Zum Haushaltsgesetz 1963 siehe 52. Sitzung am 31. Okt. 1962 TOP C (Kabinettsprotokolle 1962, S. 494), zur Änderung des Beteiligungsverhältnisses siehe 72. Sitzung am 8. April 1963 TOP 3. - Bezüglich des Gesetzentwurfs über die Feststellung des Bundeshaushaltsplans für das Rechnungsjahr 1963 (BT-Drs. IV/700) stand die zweite Lesung am 8. und 9. Mai 1963 bevor. Vgl. Stenographische Berichte, Bd. 53, S. 3460-3544 und 3558-3653, Unterlagen zum Haushaltsgesetz in B 126/14272 und 14273 sowie B 136/569 und 570.

14

Der Finanzausschuss des Bundesrates hatte am 25. April 1963 beschlossen, die Ablehnung des Gesetzentwurfes über die Beteiligungsverhältnisse zu empfehlen.
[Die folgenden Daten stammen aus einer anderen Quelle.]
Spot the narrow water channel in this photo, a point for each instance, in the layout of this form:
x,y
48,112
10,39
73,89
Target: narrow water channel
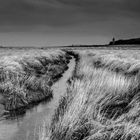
x,y
27,127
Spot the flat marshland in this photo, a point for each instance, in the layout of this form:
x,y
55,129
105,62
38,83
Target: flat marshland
x,y
101,100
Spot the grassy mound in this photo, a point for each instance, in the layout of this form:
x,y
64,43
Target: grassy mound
x,y
27,78
102,101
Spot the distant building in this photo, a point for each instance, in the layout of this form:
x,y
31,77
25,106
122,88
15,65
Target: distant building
x,y
113,41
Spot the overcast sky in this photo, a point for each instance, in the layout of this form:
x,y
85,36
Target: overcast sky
x,y
66,22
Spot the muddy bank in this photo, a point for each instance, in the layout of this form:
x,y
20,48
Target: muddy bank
x,y
27,127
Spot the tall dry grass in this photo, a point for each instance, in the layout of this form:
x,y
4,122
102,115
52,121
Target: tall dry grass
x,y
26,78
102,101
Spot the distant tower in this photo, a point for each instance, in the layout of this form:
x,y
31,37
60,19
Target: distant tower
x,y
113,41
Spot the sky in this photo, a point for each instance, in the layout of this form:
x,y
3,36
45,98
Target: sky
x,y
67,22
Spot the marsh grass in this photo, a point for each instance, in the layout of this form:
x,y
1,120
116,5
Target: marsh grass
x,y
102,101
27,78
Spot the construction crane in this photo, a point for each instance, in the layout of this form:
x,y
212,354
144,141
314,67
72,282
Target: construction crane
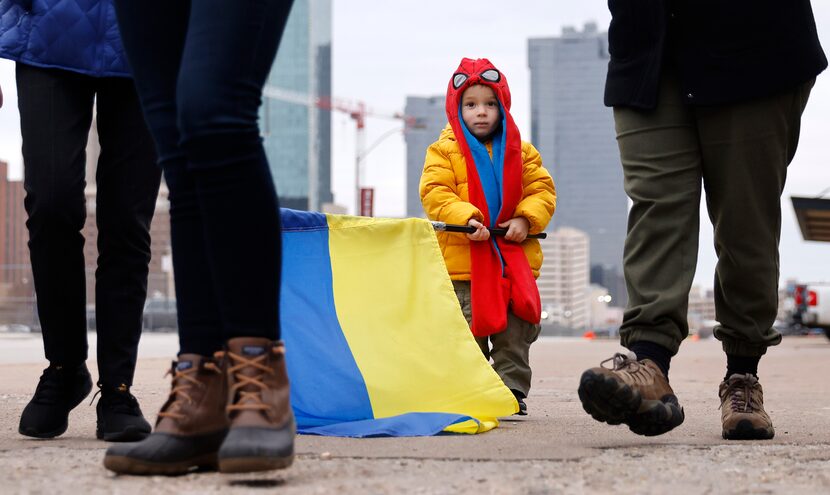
x,y
358,112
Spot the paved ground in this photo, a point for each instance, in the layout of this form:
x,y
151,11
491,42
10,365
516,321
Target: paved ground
x,y
557,449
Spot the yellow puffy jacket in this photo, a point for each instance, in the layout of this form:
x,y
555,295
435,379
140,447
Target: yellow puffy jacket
x,y
445,196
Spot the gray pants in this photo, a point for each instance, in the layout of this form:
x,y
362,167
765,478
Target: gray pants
x,y
739,153
510,350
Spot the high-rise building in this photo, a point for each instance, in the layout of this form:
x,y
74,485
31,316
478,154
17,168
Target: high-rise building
x,y
297,133
429,112
15,273
574,132
563,279
16,284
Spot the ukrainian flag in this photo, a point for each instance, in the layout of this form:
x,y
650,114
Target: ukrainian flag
x,y
376,342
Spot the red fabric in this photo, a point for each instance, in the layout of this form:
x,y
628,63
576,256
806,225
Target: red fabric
x,y
492,292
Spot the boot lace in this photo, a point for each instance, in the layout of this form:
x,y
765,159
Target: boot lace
x,y
620,361
248,400
183,382
739,394
50,385
118,399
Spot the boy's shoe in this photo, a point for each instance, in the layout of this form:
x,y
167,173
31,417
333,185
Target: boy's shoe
x,y
262,430
632,392
60,389
119,416
520,398
742,409
190,427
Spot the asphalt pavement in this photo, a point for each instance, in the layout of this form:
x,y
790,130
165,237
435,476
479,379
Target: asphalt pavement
x,y
557,448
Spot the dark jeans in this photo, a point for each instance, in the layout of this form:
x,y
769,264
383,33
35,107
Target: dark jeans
x,y
738,154
55,116
200,68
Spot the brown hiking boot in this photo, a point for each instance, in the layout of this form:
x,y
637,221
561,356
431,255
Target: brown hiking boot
x,y
632,392
190,427
742,409
262,431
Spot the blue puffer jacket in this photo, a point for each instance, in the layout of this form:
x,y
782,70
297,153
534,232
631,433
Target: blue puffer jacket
x,y
76,35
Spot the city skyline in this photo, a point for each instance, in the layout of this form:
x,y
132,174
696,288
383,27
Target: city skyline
x,y
402,51
575,132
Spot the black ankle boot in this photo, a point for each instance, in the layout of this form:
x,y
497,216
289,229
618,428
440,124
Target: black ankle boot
x,y
119,416
60,389
190,428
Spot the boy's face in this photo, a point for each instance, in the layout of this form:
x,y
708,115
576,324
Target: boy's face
x,y
480,110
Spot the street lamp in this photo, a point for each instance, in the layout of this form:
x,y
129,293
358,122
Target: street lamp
x,y
360,155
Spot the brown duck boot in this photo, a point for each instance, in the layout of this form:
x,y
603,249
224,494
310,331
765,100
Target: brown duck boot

Die Ablehnung war damit begründet worden, dass weitere Einsparungen im Bundeshaushalt möglich und damit die Voraussetzungen für eine Änderung des Verteilungsschlüssels gemäß Artikel 106 Absatz 4 GG nicht gegeben seien. Vgl. hierzu die Vorlage des BMF vom 29. April 1963 in B 126/18171 und B 136/2258, weitere Unterlagen in B 126/18172.

15

Fortgang 76. Sitzung am 16. Mai 1963 TOP C.